She is very cute though. BJ


----------



## 3 goldens (Sep 30, 2005)

*i thought beagle eyes as well. Whtever, she is a cutie pie.*


----------



## SoGolden (Jul 17, 2008)

*Rare*

She's a rare breed. She's one of a kind. She's priceless. And, she's really, really cute!


----------



## Jackson'sMom (Oct 13, 2007)

I definitely see Jack Russell terrier, and maybe papillion. My avatar dog, Jackson, was JRt and cattle dog, with short hair. Maggie's coloring is very similar to Jack's.


----------



## jwemt81 (Aug 20, 2008)

The minute I saw the picture I immediately thought JRT. She is very cute!
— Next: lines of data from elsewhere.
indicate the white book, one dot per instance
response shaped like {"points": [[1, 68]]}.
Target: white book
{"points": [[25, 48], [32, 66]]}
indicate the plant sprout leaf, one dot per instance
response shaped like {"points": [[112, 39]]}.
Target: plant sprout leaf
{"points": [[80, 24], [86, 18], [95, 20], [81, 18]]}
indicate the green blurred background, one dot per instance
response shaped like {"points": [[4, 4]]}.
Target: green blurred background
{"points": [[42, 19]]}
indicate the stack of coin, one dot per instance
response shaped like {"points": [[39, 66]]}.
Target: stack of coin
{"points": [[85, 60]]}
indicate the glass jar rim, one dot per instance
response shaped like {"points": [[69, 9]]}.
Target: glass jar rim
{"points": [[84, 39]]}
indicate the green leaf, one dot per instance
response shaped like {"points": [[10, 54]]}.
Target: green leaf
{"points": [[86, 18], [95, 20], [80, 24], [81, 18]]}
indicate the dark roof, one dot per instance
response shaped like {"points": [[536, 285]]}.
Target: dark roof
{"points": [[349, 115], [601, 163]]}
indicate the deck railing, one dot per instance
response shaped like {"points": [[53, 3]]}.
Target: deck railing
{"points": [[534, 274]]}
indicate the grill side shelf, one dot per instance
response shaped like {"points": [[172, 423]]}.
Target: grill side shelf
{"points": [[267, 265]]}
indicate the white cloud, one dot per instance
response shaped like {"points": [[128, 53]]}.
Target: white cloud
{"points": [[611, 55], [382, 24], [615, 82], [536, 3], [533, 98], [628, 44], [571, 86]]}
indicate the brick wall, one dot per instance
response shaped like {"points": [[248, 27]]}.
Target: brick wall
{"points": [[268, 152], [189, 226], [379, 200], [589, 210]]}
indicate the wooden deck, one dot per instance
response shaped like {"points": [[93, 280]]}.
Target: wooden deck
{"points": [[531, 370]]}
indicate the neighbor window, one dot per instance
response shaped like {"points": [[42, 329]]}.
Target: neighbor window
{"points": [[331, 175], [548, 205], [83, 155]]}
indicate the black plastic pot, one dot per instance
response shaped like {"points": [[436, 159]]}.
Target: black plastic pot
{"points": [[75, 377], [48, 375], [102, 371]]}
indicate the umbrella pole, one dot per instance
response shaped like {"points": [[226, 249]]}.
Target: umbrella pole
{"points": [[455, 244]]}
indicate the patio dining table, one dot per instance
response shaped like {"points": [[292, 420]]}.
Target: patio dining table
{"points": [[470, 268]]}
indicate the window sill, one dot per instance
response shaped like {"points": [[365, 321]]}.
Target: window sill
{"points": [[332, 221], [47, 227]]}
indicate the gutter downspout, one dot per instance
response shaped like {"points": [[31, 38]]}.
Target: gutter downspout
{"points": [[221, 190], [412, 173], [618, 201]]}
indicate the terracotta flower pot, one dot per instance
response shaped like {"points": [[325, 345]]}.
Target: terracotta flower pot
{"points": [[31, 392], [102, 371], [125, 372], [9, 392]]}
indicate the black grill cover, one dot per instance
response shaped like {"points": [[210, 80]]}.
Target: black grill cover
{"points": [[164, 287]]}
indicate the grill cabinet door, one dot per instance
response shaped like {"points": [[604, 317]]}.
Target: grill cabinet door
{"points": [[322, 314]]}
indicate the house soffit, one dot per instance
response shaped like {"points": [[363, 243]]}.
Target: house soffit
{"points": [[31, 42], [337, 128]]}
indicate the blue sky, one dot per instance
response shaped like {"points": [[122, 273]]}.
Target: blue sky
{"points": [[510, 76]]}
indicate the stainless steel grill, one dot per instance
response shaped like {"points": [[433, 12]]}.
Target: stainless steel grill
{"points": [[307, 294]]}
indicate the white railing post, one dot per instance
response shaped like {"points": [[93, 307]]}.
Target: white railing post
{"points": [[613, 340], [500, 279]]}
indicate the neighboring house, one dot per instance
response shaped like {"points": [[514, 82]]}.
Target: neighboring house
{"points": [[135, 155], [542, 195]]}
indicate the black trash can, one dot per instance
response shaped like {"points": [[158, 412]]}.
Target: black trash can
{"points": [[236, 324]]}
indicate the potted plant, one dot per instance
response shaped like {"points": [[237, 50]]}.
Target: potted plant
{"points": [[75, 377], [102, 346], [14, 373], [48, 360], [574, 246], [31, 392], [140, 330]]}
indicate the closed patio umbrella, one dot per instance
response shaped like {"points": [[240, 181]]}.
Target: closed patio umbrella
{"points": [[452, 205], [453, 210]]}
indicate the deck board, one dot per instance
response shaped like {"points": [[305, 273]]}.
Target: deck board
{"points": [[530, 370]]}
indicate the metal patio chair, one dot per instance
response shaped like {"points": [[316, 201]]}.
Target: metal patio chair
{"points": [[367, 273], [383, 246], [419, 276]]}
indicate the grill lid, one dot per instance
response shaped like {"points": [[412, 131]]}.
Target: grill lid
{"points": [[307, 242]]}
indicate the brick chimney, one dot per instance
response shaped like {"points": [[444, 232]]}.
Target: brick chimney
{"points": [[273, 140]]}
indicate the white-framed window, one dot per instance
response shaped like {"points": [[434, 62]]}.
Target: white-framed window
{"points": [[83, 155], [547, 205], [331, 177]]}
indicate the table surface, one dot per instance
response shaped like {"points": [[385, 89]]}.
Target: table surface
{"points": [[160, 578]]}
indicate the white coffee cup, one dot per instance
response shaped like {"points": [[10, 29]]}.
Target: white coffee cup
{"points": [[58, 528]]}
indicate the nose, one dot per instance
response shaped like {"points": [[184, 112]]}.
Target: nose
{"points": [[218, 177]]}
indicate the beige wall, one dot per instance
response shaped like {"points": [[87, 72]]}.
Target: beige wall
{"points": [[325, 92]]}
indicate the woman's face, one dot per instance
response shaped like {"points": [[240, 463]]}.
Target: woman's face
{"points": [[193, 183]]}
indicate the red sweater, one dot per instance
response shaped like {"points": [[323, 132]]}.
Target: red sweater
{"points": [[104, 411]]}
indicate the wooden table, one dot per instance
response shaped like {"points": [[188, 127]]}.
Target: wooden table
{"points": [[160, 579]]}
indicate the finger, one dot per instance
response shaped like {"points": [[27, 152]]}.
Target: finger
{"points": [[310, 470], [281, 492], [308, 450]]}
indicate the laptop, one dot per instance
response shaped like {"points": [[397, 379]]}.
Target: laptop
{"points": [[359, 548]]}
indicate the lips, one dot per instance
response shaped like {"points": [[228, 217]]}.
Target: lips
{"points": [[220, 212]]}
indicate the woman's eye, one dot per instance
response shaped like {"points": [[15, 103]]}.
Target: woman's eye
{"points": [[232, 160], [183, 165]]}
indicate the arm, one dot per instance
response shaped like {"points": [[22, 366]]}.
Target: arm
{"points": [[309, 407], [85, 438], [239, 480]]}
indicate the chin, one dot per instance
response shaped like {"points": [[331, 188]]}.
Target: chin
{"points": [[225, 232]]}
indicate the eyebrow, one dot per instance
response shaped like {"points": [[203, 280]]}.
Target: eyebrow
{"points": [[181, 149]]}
She looks like the dog from Frasier!


----------



## paula bedard (Feb 5, 2008)

I see Beagle in her eyes and with the tan patch on her side. The curly coat makes me think there's maybe a touch of poodle somewhere. Our mixapoo Tiffany had a the same textured coat but black. The only definite contributor our Vet came up with was Poodle.


----------



## hereformaggie (Feb 27, 2010)

I think it is an australian shephard, chihuahua or dachshund mix. But i DEFINITELY see the australian shephard


----------